In the most recent issue of the Sun magazine, a really, really good publication, writer Nicholas Carr has this to say about blogs:
Though in theory you can reach a global audience through the Internet, the reality is that the vast majority of blogs, for example, are read by very small audiences. Writing one is not all that different from publishing your own photocopied zine in the eighties or being a ham-radio operator in the fifties.
Well, Nicholas, I wrote for a photocopied zine in the eighties, and it's almost certain there were more readers of that zine than there are of BwP.

Becca and I both read The Sun. As far as I know, it's the only magazine that's lasted some 25 years without advertising.
I edited a litmag in the 90s, and we stacked arms after eighteen months. I think we had some 100 readers (a lot more than my blog), but publication costs got away from us. So far, that's not a problem with "small-fry" blogs.
Hope you're right about that lottery ticket.
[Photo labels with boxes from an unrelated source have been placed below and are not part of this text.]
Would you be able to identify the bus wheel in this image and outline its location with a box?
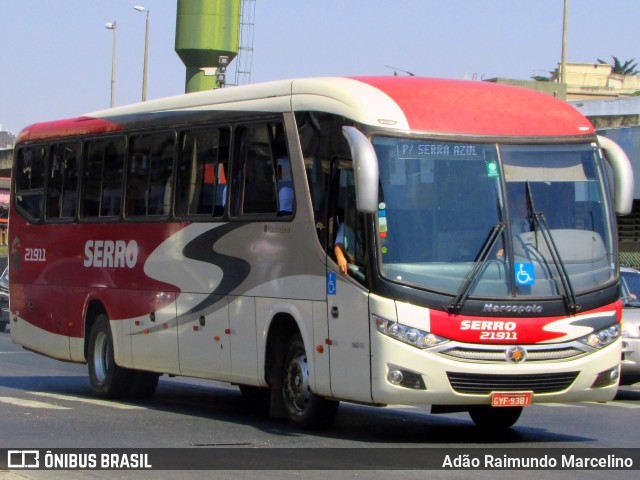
[87,314,131,398]
[469,405,522,430]
[282,334,339,429]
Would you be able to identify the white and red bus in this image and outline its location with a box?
[10,77,633,428]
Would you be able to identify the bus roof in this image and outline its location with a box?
[17,76,594,142]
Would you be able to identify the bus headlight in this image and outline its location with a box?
[373,315,449,348]
[578,324,620,348]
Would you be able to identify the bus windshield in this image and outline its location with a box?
[373,137,615,298]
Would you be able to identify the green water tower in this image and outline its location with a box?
[176,0,242,93]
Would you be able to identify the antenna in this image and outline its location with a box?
[385,65,416,77]
[235,0,256,85]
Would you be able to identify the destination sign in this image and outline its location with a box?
[398,141,484,159]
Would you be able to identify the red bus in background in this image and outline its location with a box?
[10,77,633,428]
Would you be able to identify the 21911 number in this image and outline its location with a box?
[24,247,47,262]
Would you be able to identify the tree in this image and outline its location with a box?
[598,55,640,75]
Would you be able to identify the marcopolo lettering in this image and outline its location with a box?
[84,240,138,268]
[482,303,543,315]
[460,320,516,332]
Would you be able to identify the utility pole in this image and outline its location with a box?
[559,0,569,83]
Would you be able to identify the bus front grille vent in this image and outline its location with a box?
[447,372,578,395]
[440,347,587,362]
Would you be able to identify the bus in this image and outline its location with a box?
[9,76,633,429]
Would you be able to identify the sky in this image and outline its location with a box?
[0,0,640,133]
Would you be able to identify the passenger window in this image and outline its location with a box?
[176,128,230,218]
[126,132,175,217]
[235,123,295,216]
[16,146,47,221]
[81,138,125,218]
[47,142,80,219]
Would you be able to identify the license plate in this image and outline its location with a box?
[491,392,533,407]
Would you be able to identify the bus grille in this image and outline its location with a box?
[447,372,578,395]
[440,347,587,362]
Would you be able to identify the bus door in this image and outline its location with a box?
[327,165,371,402]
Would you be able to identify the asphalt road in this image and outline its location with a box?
[0,333,640,480]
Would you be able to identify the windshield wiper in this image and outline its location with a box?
[447,222,505,313]
[526,181,582,313]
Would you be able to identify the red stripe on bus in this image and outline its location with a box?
[354,76,595,136]
[16,117,123,143]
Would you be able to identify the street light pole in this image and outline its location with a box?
[104,20,116,108]
[133,5,149,102]
[560,0,569,83]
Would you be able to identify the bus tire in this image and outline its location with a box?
[469,405,522,430]
[282,334,340,429]
[87,313,132,398]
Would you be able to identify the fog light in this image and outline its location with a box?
[387,370,404,385]
[609,368,620,383]
[591,367,620,388]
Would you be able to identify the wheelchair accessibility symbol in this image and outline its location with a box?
[327,272,337,295]
[516,263,535,285]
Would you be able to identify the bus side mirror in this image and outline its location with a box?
[342,127,380,213]
[598,135,634,215]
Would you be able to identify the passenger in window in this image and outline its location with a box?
[278,158,293,215]
[333,206,357,275]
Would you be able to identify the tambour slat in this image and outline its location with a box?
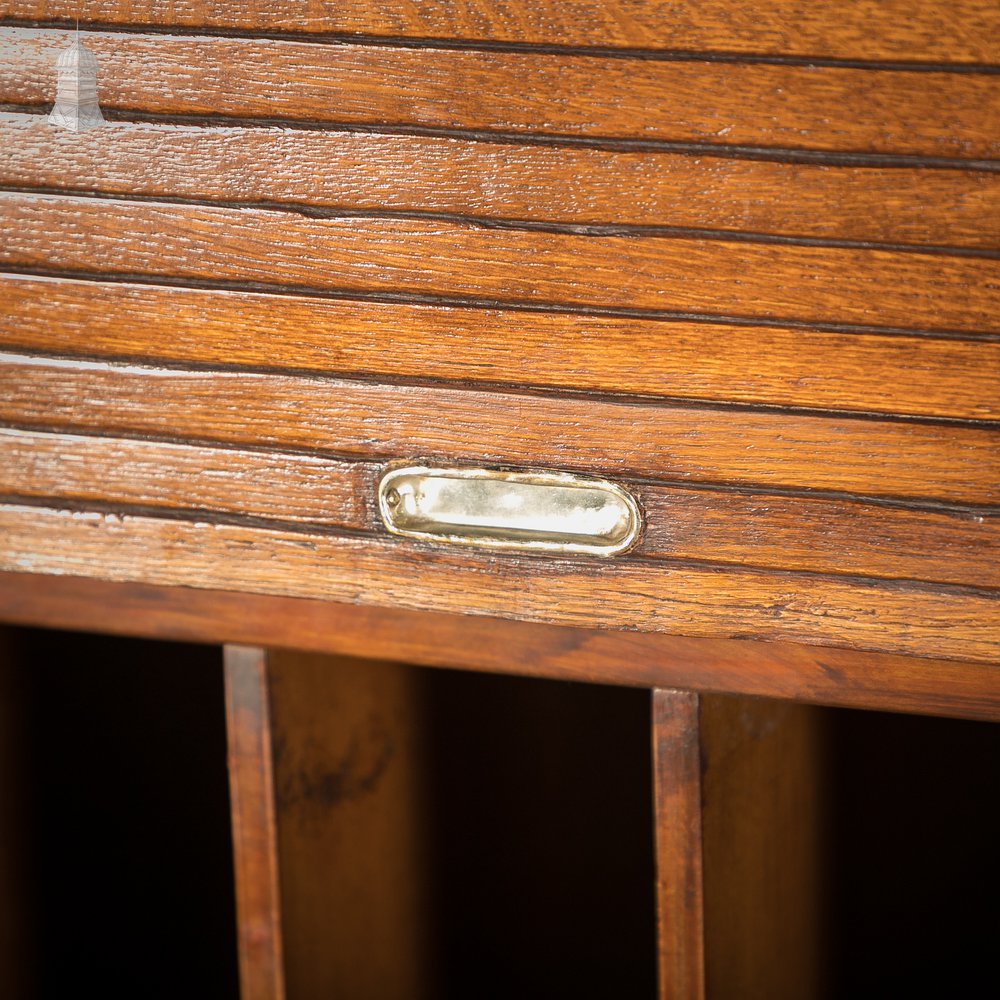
[0,114,1000,249]
[0,29,1000,159]
[0,193,1000,333]
[0,506,1000,662]
[0,275,1000,420]
[3,0,1000,63]
[0,428,1000,587]
[0,355,1000,504]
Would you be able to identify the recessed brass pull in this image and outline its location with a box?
[378,465,642,556]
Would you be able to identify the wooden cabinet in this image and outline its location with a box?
[0,0,1000,997]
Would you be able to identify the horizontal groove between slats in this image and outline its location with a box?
[0,29,1000,160]
[0,194,1000,334]
[0,18,1000,75]
[7,261,1000,343]
[0,420,1000,520]
[0,493,1000,592]
[0,101,1000,173]
[0,180,1000,260]
[0,506,1000,662]
[0,355,1000,506]
[0,427,1000,591]
[9,344,1000,433]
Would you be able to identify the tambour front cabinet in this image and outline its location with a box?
[0,0,1000,1000]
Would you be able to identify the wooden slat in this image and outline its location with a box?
[7,572,1000,721]
[0,193,1000,333]
[225,646,285,1000]
[0,355,1000,504]
[652,688,706,1000]
[3,0,1000,63]
[0,505,1000,663]
[0,29,1000,159]
[0,114,1000,249]
[0,275,1000,420]
[0,428,1000,587]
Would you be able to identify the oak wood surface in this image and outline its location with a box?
[652,688,706,1000]
[225,646,285,1000]
[0,572,1000,721]
[265,650,440,1000]
[0,274,1000,420]
[0,428,1000,587]
[0,193,1000,334]
[0,0,1000,63]
[0,28,1000,160]
[0,505,1000,663]
[0,114,1000,249]
[0,355,1000,504]
[698,695,833,1000]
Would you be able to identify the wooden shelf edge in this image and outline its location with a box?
[0,573,1000,721]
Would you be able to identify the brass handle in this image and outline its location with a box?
[378,465,642,556]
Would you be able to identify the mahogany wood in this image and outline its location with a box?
[225,646,285,1000]
[0,114,1000,250]
[0,506,1000,663]
[0,192,1000,334]
[0,27,1000,160]
[0,428,1000,588]
[0,276,1000,420]
[0,573,1000,721]
[3,0,1000,63]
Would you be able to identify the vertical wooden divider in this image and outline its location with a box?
[225,646,285,1000]
[652,688,705,1000]
[652,690,828,1000]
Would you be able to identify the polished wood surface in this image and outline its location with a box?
[0,428,1000,588]
[0,192,1000,334]
[0,573,1000,721]
[652,688,706,1000]
[225,646,285,1000]
[4,0,1000,63]
[0,28,1000,160]
[0,274,1000,420]
[0,113,1000,250]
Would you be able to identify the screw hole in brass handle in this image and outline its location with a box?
[378,465,642,556]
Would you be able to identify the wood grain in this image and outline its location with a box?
[0,428,1000,588]
[0,572,1000,721]
[0,114,1000,249]
[267,650,440,1000]
[225,646,285,1000]
[7,193,1000,333]
[2,0,1000,63]
[0,275,1000,420]
[0,505,1000,663]
[0,28,1000,160]
[652,688,706,1000]
[0,355,1000,504]
[698,695,833,1000]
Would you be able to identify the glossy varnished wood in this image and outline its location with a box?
[0,29,1000,159]
[0,193,1000,334]
[0,505,1000,663]
[0,573,1000,720]
[3,0,1000,63]
[0,428,1000,587]
[0,355,1000,504]
[0,114,1000,249]
[0,275,1000,420]
[652,689,705,1000]
[225,646,285,1000]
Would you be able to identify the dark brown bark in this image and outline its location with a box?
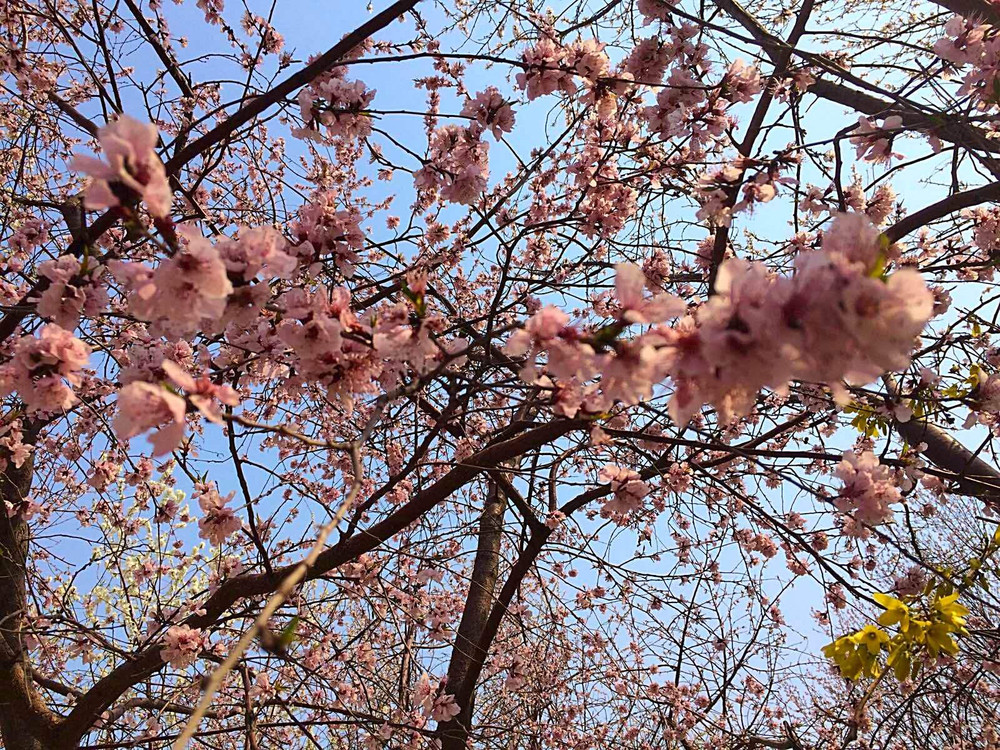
[441,480,507,750]
[0,459,57,750]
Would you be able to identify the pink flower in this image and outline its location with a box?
[414,125,490,204]
[834,451,903,526]
[462,86,514,141]
[112,382,187,456]
[37,255,108,330]
[291,190,365,279]
[615,263,685,323]
[850,115,903,164]
[0,324,90,413]
[108,232,233,334]
[195,483,243,547]
[823,213,888,273]
[516,37,576,99]
[598,464,649,526]
[160,625,208,669]
[216,227,298,281]
[70,115,173,219]
[160,359,240,424]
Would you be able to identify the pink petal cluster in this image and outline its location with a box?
[36,255,108,330]
[0,323,90,413]
[160,359,240,424]
[413,672,461,721]
[70,115,173,219]
[112,382,187,456]
[160,625,208,669]
[462,86,514,141]
[291,190,365,278]
[598,464,649,526]
[636,0,677,23]
[414,125,490,204]
[850,115,903,164]
[195,482,243,547]
[215,227,298,281]
[516,37,577,99]
[293,67,375,140]
[834,451,903,526]
[108,232,233,335]
[934,16,1000,110]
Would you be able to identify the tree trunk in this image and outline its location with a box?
[0,458,55,750]
[439,480,507,750]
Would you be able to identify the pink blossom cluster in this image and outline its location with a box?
[160,625,208,669]
[462,86,514,141]
[112,382,187,456]
[414,125,490,204]
[293,67,375,140]
[636,0,677,24]
[598,464,649,525]
[113,359,240,456]
[516,37,577,99]
[70,115,173,219]
[934,16,1000,110]
[108,231,233,335]
[215,227,298,282]
[413,672,461,721]
[0,323,90,413]
[37,255,108,330]
[567,139,639,238]
[194,482,243,547]
[851,115,903,164]
[506,214,934,424]
[834,451,903,535]
[291,190,364,278]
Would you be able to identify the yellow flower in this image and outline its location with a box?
[874,593,910,630]
[823,635,865,680]
[851,625,889,655]
[886,642,913,682]
[934,591,969,630]
[926,622,958,657]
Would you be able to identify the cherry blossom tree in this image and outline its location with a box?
[0,0,1000,750]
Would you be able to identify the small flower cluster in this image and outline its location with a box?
[0,323,90,414]
[506,214,934,432]
[70,115,173,219]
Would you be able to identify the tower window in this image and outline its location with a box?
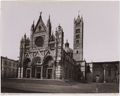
[76,50,78,54]
[76,29,80,33]
[76,40,79,44]
[76,35,80,39]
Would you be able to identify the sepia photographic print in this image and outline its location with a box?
[1,1,120,95]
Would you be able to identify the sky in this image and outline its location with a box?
[1,1,120,62]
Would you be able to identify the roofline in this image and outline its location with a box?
[88,61,120,63]
[1,56,19,62]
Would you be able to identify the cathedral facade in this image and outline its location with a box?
[18,13,84,80]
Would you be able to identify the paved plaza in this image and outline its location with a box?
[1,79,119,93]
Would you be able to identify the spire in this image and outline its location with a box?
[40,11,42,17]
[24,33,26,39]
[31,20,34,32]
[81,15,83,21]
[47,15,51,27]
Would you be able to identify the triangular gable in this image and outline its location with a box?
[34,16,46,33]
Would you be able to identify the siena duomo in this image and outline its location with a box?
[18,13,85,80]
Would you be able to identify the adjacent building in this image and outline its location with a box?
[1,57,18,79]
[92,61,120,83]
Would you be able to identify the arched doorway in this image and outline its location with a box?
[23,58,31,78]
[43,56,54,79]
[31,57,42,78]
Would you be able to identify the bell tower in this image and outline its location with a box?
[73,14,84,61]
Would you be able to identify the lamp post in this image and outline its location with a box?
[103,64,106,83]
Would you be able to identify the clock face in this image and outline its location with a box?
[35,36,44,47]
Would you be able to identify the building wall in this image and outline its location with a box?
[93,61,119,82]
[1,57,18,79]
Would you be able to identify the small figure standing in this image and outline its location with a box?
[96,75,100,83]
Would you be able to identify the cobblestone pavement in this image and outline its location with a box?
[1,79,119,93]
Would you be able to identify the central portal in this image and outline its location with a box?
[47,69,52,79]
[36,67,41,78]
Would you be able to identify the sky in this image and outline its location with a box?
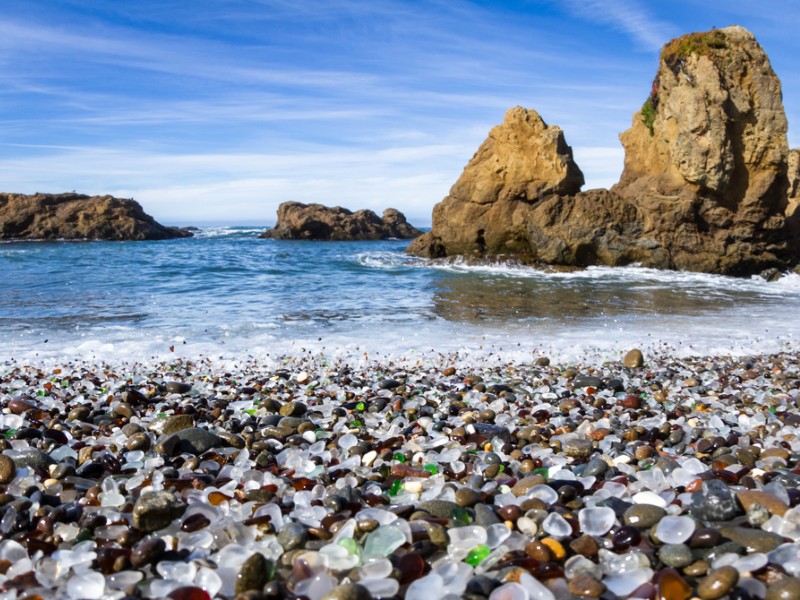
[0,0,800,226]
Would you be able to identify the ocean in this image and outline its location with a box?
[0,227,800,362]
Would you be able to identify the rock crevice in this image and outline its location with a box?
[409,26,800,275]
[260,202,422,241]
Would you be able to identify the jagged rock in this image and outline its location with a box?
[786,148,800,233]
[408,26,800,275]
[259,202,422,241]
[0,194,192,240]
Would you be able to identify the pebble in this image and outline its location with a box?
[622,504,667,529]
[764,576,800,600]
[0,454,17,485]
[132,491,186,532]
[697,565,739,600]
[691,479,739,521]
[622,348,644,369]
[569,573,606,598]
[0,355,800,600]
[235,552,269,594]
[658,544,694,569]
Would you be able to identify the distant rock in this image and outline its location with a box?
[259,202,422,241]
[408,26,800,275]
[0,194,192,240]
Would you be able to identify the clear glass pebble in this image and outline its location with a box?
[67,571,106,600]
[578,506,617,536]
[485,523,511,549]
[489,582,528,600]
[603,568,653,597]
[656,516,697,544]
[364,525,406,557]
[542,509,572,537]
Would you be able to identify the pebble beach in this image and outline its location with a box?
[0,351,800,600]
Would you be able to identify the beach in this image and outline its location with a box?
[0,352,800,600]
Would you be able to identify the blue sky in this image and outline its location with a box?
[0,0,800,225]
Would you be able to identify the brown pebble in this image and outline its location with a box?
[569,535,600,558]
[525,540,553,563]
[569,573,606,598]
[697,565,739,600]
[0,454,17,484]
[764,576,800,600]
[622,348,644,369]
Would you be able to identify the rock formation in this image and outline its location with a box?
[0,194,192,240]
[259,202,422,241]
[409,27,800,275]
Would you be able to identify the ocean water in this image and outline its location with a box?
[0,227,800,362]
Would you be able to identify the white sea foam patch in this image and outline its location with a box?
[355,251,428,270]
[428,258,800,293]
[0,317,800,376]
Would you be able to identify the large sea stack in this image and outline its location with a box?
[259,202,422,241]
[408,26,800,275]
[0,194,192,240]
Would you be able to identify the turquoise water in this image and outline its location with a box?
[0,227,800,360]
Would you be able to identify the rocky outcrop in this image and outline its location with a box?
[259,202,422,241]
[0,194,192,240]
[786,148,800,218]
[409,27,800,275]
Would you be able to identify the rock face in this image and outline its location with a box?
[259,202,422,241]
[408,27,800,275]
[0,194,192,240]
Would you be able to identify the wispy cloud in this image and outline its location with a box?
[564,0,675,50]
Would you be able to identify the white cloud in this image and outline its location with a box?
[565,0,674,50]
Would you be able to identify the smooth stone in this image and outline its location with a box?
[131,536,167,569]
[474,503,501,527]
[133,491,186,532]
[322,583,372,600]
[278,402,308,417]
[719,527,783,553]
[236,552,269,594]
[658,544,694,569]
[416,500,461,519]
[472,423,511,442]
[697,565,739,600]
[277,523,308,552]
[156,427,223,456]
[0,454,17,485]
[569,573,606,598]
[147,415,194,435]
[511,474,546,498]
[690,479,739,521]
[583,458,608,477]
[572,375,603,390]
[764,576,800,600]
[3,448,55,469]
[456,487,481,508]
[656,569,692,600]
[164,381,192,394]
[569,535,600,558]
[125,431,152,452]
[562,437,594,458]
[622,348,644,369]
[622,504,667,529]
[736,490,789,517]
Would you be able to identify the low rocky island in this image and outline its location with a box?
[408,26,800,275]
[259,202,422,241]
[0,193,192,240]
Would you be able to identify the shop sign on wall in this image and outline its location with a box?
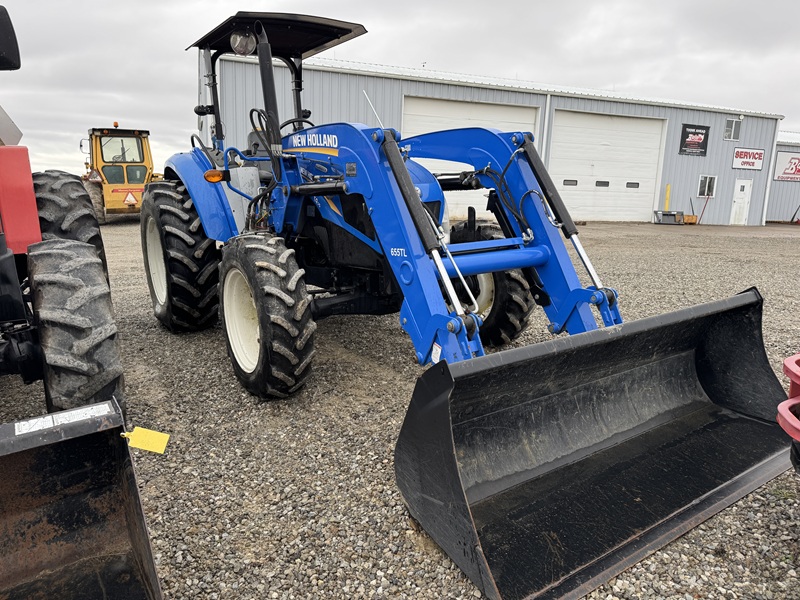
[678,123,710,156]
[733,148,764,171]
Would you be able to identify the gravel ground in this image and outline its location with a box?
[0,222,800,600]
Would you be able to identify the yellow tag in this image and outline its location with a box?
[120,427,169,454]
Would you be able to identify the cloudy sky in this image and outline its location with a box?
[0,0,800,173]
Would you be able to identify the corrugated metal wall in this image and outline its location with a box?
[219,59,780,225]
[767,143,800,222]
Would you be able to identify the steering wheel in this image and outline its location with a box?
[281,118,314,129]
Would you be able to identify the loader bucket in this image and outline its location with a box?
[395,289,790,600]
[0,402,162,600]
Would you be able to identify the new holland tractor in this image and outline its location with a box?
[141,12,788,598]
[0,6,161,600]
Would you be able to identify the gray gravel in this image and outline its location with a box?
[0,222,800,600]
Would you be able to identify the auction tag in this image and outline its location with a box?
[120,427,169,454]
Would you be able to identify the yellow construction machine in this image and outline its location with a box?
[81,121,159,223]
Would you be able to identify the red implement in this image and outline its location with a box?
[778,354,800,442]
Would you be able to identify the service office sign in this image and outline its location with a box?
[775,150,800,181]
[733,148,764,171]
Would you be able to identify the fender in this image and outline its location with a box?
[166,148,239,242]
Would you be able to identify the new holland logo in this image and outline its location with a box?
[286,133,339,156]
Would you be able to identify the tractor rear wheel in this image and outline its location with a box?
[220,235,317,398]
[140,181,220,331]
[450,221,535,348]
[33,171,108,274]
[28,239,125,414]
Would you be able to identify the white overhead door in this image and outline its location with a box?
[549,110,663,221]
[402,96,538,222]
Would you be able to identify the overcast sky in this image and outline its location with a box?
[0,0,800,174]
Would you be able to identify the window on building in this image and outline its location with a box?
[697,175,717,198]
[725,119,742,142]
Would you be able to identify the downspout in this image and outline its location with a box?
[539,93,553,166]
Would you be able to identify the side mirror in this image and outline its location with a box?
[0,6,20,71]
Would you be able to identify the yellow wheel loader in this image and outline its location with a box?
[81,122,158,223]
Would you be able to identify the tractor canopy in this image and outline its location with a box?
[187,12,367,60]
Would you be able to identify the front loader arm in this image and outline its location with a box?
[402,128,622,334]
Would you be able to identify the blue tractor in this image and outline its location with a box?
[141,12,787,598]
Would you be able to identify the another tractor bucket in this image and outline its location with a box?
[395,289,790,600]
[0,402,161,600]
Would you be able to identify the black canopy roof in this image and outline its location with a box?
[192,12,367,59]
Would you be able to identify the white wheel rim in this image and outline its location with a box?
[222,268,261,373]
[475,273,494,318]
[145,218,167,305]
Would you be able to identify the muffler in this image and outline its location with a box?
[395,288,790,600]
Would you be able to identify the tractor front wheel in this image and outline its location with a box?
[450,221,535,348]
[28,239,125,414]
[219,235,317,398]
[140,181,220,331]
[33,171,108,273]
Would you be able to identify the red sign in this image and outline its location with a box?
[775,150,800,181]
[733,148,764,171]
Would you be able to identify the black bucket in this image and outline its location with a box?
[395,289,790,600]
[0,402,162,600]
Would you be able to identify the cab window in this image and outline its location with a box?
[103,165,125,183]
[100,135,142,163]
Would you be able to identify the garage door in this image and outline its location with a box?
[402,96,538,222]
[549,110,663,221]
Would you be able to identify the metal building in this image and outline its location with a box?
[767,131,800,222]
[211,57,780,225]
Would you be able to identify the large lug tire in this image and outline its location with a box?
[450,221,535,348]
[83,181,108,225]
[140,181,220,331]
[28,239,125,414]
[220,235,317,398]
[33,171,108,274]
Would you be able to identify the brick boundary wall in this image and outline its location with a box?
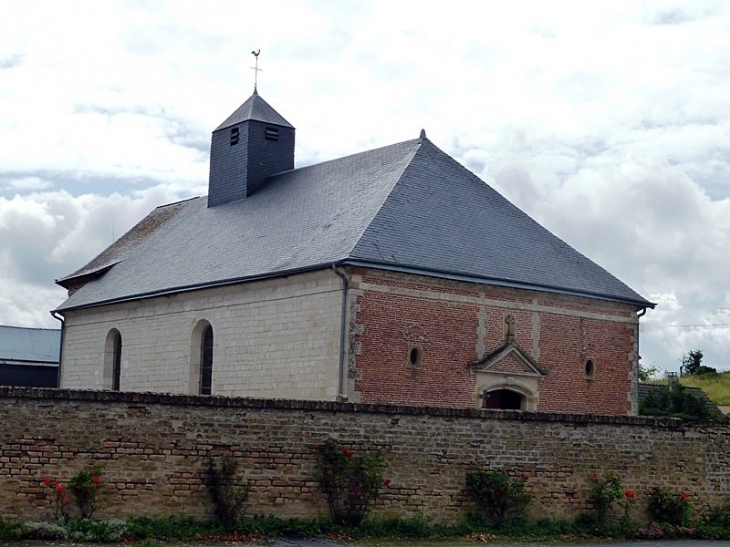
[0,387,730,521]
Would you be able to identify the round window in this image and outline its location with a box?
[408,346,421,367]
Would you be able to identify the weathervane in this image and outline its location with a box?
[251,49,263,91]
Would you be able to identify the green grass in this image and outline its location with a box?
[679,372,730,406]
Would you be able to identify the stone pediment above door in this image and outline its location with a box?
[471,342,547,377]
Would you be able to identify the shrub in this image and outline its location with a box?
[466,469,532,528]
[316,439,390,526]
[647,486,692,526]
[0,518,24,542]
[705,499,730,531]
[206,457,251,528]
[590,475,624,525]
[68,465,104,519]
[43,477,71,520]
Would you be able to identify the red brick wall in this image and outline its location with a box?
[0,386,730,522]
[350,271,638,415]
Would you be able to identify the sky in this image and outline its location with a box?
[0,0,730,372]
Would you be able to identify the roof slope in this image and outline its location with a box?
[0,325,61,364]
[54,138,652,311]
[215,89,292,131]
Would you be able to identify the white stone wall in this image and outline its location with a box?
[61,270,342,400]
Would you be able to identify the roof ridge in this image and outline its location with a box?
[343,137,426,258]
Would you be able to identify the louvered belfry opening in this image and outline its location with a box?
[208,90,296,207]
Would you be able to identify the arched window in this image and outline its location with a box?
[482,389,523,410]
[200,325,213,395]
[102,329,122,391]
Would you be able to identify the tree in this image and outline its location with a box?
[639,363,659,384]
[680,349,717,375]
[680,349,702,374]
Posted by: Bob Mustin | March 12, 2009 at 10:39 PM
Heh, like that - a lottery ticket!
Posted by: Lee | March 14, 2009 at 06:26 AM
I have known about the Sun for a very long time-- it's edited about 10 miles from my home-- but I never read it until last week. This is an exciting time for writing. Edith Wharton has a terrific little sub-story about failed writers and journalists in The Age of Innocence. Fun to read about how the more things change, the more they stay the same.